De la gloria pasajera 

Autor:  Paulo Coelho

 

 

Sic transit gloria mundi. De esta manera San Pablo define la condición humana en una de sus epístolas: la gloria del mundo es transitoria. Y, a pesar de saber esto, el hombre siempre parte en busca del reconocimiento por su trabajo.
¿Por qué? Uno de los mayores poetas brasileños, Vinícius de Moraes, dice en una de sus canciones:
“E no entanto é preciso cantarmais que nunca é preciso cantar”
(Y, no obstante, es preciso cantar
más que nunca es preciso cantar)
Vinícius de Moraes está brillante en esas frases. Recordando a Gertrude Stein en su poema “Una rosa es una rosa, es una rosa”, se limita a decir que es preciso cantar. No da explicaciones, no justifica, no usa metáforas. Cuando presenté mi candidatura a este Sillón, al cumplir el ritual de entrar en contacto con los miembros de la casa de Machado de Assis, escuché del académico Josué Montello algo semejante. Me dijo: “Todo hombre tiene el deber de seguir el camino que pasa por su aldea”. 
¿Por qué? ¿Qué es lo que hay en ese camino? 
¿Qué fuerza es esa que nos empuja hacia delante, alejándonos del confortable ambiente que nos es familiar y nos lleva a enfrentar desafíos, aun sabiendo que la gloria del mundo es transitoria?
Creo que ese impulso se llama “la búsqueda del sentido de la vida”. 
Durante muchos años busqué en los libros, en el arte, en la ciencia, en los caminos – peligrosos o cómodos – que recorrí, una respuesta definitiva para esa pregunta.

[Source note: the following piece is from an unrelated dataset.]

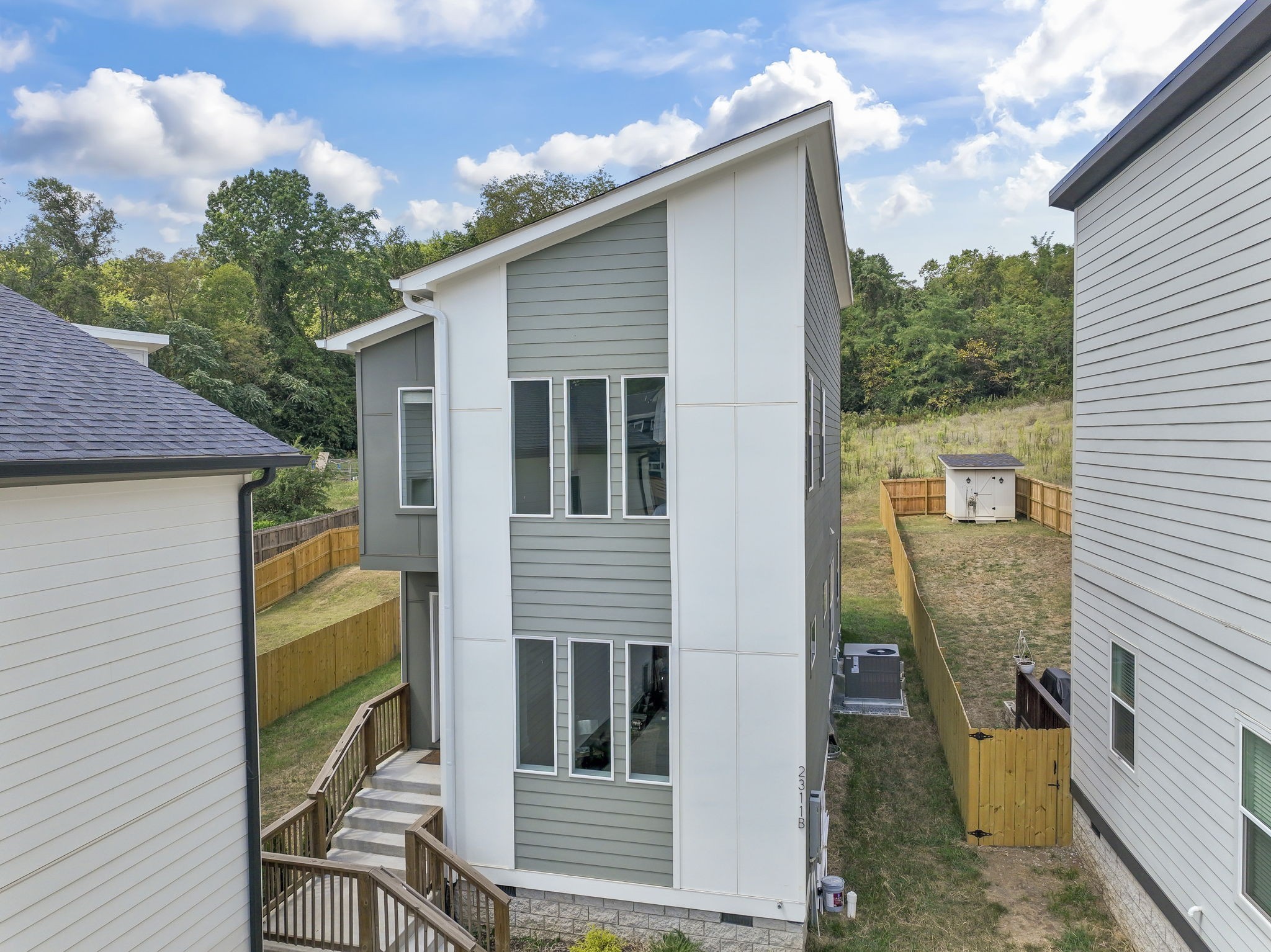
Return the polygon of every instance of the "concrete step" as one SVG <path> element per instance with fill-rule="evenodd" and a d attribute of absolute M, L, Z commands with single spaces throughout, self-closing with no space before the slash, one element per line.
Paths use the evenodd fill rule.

Encontré muchas: algunas que me convencieron durante algunos años, otras que no resistieron un solo día de análisis. Sin embargo, ninguna de ellas fue lo suficientemente fuerte como para poder decir ahora: el sentido de la vida es éste.
Hoy estoy convencido de que tal respuesta jamás nos será confiada en esta existencia aun cuando al final, en el momento en que volvamos a estar ante el Creador, comprenderemos cada oportunidad que nos fue ofrecida y entonces aceptada o rechazada.
En un sermón de 1890, el pastor Henry Drummond hablando de ese encuentro, dice:
“En ese momento, la gran pregunta del ser humano no será “¿Cómo viví?”
Será, esto sí, “¿Cómo amé?”
La prueba final de toda búsqueda es la dimensión de nuestro Amor. No será tomado en cuenta lo que hicimos, en qué creímos, o lo que conseguimos.
Nada de eso nos será reprochado, pero sí nuestra manera de amar al prójimo. Los errores que cometimos ni siquiera serán recordados. No seremos juzgados por el mal que hicimos, sino por el bien que dejamos de hacer. Pues mantener el Amor encerrado dentro de sí es ir en contra del espíritu de Dios, es prueba de que nunca lo conocimos, de que Él nos amó en vano.”
La gloria del mundo es pasajera, y no es ella la que nos da la dimensión de nuestra vida, sino la elección que hacemos de seguir nuestra leyenda personal, creer en nuestras utopías, y luchar por ellas. Todos somos protagonistas de nuestra existencia, y muchas veces son los héroes anónimos quienes dejan las huellas más duraderas.
Cuenta una leyenda japonesa que cierto monje, entusiasmado por la belleza del libro chino Tao Te King, resolvió recolectar fondos para traducir y publicar aquellos versos en su lengua patria. Demoró diez años hasta conseguir lo suficiente.
Mientras tanto, una peste asoló su país y el monje decidió usar el dinero para aliviar el sufrimiento de los enfermos. Pero en cuanto la situación se normalizó, nuevamente partió para recaudar la cantidad necesaria para la publicación del Tao; otros diez años pasaron, y cuando ya se preparaba para imprimir el libro, un maremoto dejó a centenares de personas sin hogar.
El monje de nuevo gastó el dinero en la reconstrucción de casas para los que lo habían perdido todo. Pasaron otros diez años, él volvió a recoger el dinero y finalmente el pueblo japonés pudo leer el Tao Te King.
Dicen los sabios que, en verdad, ese monje hizo tres ediciones del Tao: dos invisibles y una impresa. Él creyó en su utopía, libró el buen combate, mantuvo la fe en su objetivo, pero no dejó de prestar atención a sus semejantes. Que así sea con todos nosotros: a veces los libros invisibles, nacidos de la generosidad hacia el prójimo, son tan importantes como aquellos que ocupan nuestras bibliotecas.